Se è così, per coerenza con le leggi di oggi, dovremmo smettere di fare festa, togliere il simulacro di S. Calogero dall’altare e cacciarlo assieme a tutti coloro che non hanno la nostra nazionalità, perché probabilmente è da considerare un clandestino.

Si dice che gli immigrati danno fastidio, che sono poco decorosi o pericolosi. Però, è strano, che non danno fastidio se sono bravi nel giocare a pallone o sanno cantare (per vederli paghiamo e siamo disposti ad affrontare viaggi per vederli)… o li veneriamo senza porci il problema della pelle, se sono santi. Stranieri gli uni e stranieri gli altri.

Chiediamoci: chi di noi sapendo che in un altro paese la media della vita si allunga di venti-trent’anni, non tenterebbe di raggiungerlo? La loro non è una vacanza. Se vengono da noi, è perché la vita nelle loro terre non è vita, è inferno. E se il viaggio è inferno, inferno per inferno vale la pena rischiare. Loro cercano pace, dignità, scuola, cibo. Vogliono vivere.

Il nostro cuore, perciò, si faccia casa per dare accoglienza. Amare è abitare nel cuore degli altri. Le nostre mani si tendano, curino, raccolgano e sostengano. I nostri occhi abbiano uno sguardo di benevolenza. C’è Gesù nel volto dell’uomo che ci è accanto, anche se immigrato. “Ero forestiero e mi avete accolto”.

E’ scritto nella Bibbia: “Perseverate nell’amore fraterno. Non dimenticate l’ospitalità; alcuni, praticandola, hanno accolto degli angeli senza saperlo”.

La presenza dello “straniero” nella nostra vita non è un male da estirpare, ma una realtà con la quale confrontarsi. Assieme possiamo costruire una comunità diversa.

Diceva s. Giovanni Crisostomo: “Il cristiano è un uomo a cui Dio ha affidato tutti gli altri uomini”.

L’eucaristia esige che scegliamo se stare dalla parte dei nostri interessi che spesso ci mettono gli uni contro gli altri, o dalla parte di chi cerca l’interesse di tutti. Se metterci dalla parte del male di alcuni o del bene di tutti.

Gesù ci ha parlato di un sogno: “Molti verranno dall’oriente e dall’occidente e siederanno a mensa con Abramo, Isacco e Giacobbe nel regno dei cieli”.
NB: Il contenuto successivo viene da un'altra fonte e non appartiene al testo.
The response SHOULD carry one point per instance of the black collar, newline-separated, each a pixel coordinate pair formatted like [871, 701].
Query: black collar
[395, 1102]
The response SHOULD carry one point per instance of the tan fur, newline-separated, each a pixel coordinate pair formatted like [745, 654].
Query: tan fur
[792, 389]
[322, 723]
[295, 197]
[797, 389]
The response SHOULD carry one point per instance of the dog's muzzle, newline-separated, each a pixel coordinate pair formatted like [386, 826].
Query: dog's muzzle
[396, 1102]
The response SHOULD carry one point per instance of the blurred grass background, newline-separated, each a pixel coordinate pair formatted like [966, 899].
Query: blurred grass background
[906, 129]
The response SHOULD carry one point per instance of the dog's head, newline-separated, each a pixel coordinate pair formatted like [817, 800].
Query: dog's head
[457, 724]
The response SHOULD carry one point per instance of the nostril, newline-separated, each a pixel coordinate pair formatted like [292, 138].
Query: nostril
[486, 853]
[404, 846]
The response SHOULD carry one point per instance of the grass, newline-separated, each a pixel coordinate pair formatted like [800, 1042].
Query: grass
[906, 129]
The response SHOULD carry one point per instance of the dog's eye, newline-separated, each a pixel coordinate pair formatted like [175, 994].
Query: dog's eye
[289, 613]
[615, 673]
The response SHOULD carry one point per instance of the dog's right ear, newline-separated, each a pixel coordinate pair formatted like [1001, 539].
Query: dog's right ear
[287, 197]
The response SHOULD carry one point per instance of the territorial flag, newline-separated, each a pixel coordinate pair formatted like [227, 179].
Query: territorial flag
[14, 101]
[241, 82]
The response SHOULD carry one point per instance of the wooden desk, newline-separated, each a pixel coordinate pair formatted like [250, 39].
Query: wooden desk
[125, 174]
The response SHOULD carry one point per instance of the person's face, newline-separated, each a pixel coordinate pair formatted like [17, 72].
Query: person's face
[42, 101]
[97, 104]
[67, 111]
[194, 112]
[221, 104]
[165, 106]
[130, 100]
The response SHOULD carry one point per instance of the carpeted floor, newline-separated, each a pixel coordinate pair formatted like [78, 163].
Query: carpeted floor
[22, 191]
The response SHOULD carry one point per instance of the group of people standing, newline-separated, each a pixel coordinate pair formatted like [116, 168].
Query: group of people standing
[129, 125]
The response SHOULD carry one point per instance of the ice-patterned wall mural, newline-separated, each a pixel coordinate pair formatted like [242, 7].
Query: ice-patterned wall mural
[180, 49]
Perché non farlo divenire realtà.

Nell’A.T. era scritto: “Lo straniero che dimora in mezzo a voi lo tratterete come colui che è nato fra di voi”. Ciò significa che l’accoglienza dello straniero è il prolungamento dell’amore di Dio. “Il Signore ama il forestiero e gli dà pane e vestito: amate il forestiero”.

“Tutto quanto volete che gli uomini facciano a voi, anche voi fatelo a loro”. L’accoglienza non è fare una semplice elemosina, ma accogliere la persona che ho di fronte. Accogliere lo straniero è fare spazio nella città, nelle leggi, nella casa, nelle amicizie. L’accoglienza è diversa dalla beneficenza. Insomma il forestiero va accolto come riceveremmo il Signore, cioè con riguardo, con delicatezza, umilmente.

Il mondo e perciò soprattutto il cristiano vanno verso l’unità della famiglia umana. Non è possibile accettare un popolo superiore ad altri popoli. Gesù è morto sulla croce per riunire la famiglia umana: è morto perché nel mondo ci fosse uguaglianza e solidarietà, e non interessi di parte.

Si potrebbe dire: dal modo con cui i cristiani guardano lo straniero e gli esclusi si comprende in quale Dio essi credono.

Se siamo disposti a ciò, facciamo la festa di s. Calogero, altrimenti, come vi dicevo, per coerenza, togliamolo dall’altare e dalla nostra città.

Chiudo con una frase dell’Abbè Pierre: “Io ho tentato nella mia vita di mettere la mia mano nella mano di chi soffriva di più. Per ricompensa mi sono sempre ritro¬vata nell’altra mia mano la mano di Dio”. Che le nostre mani siano sempre piene. Auguri.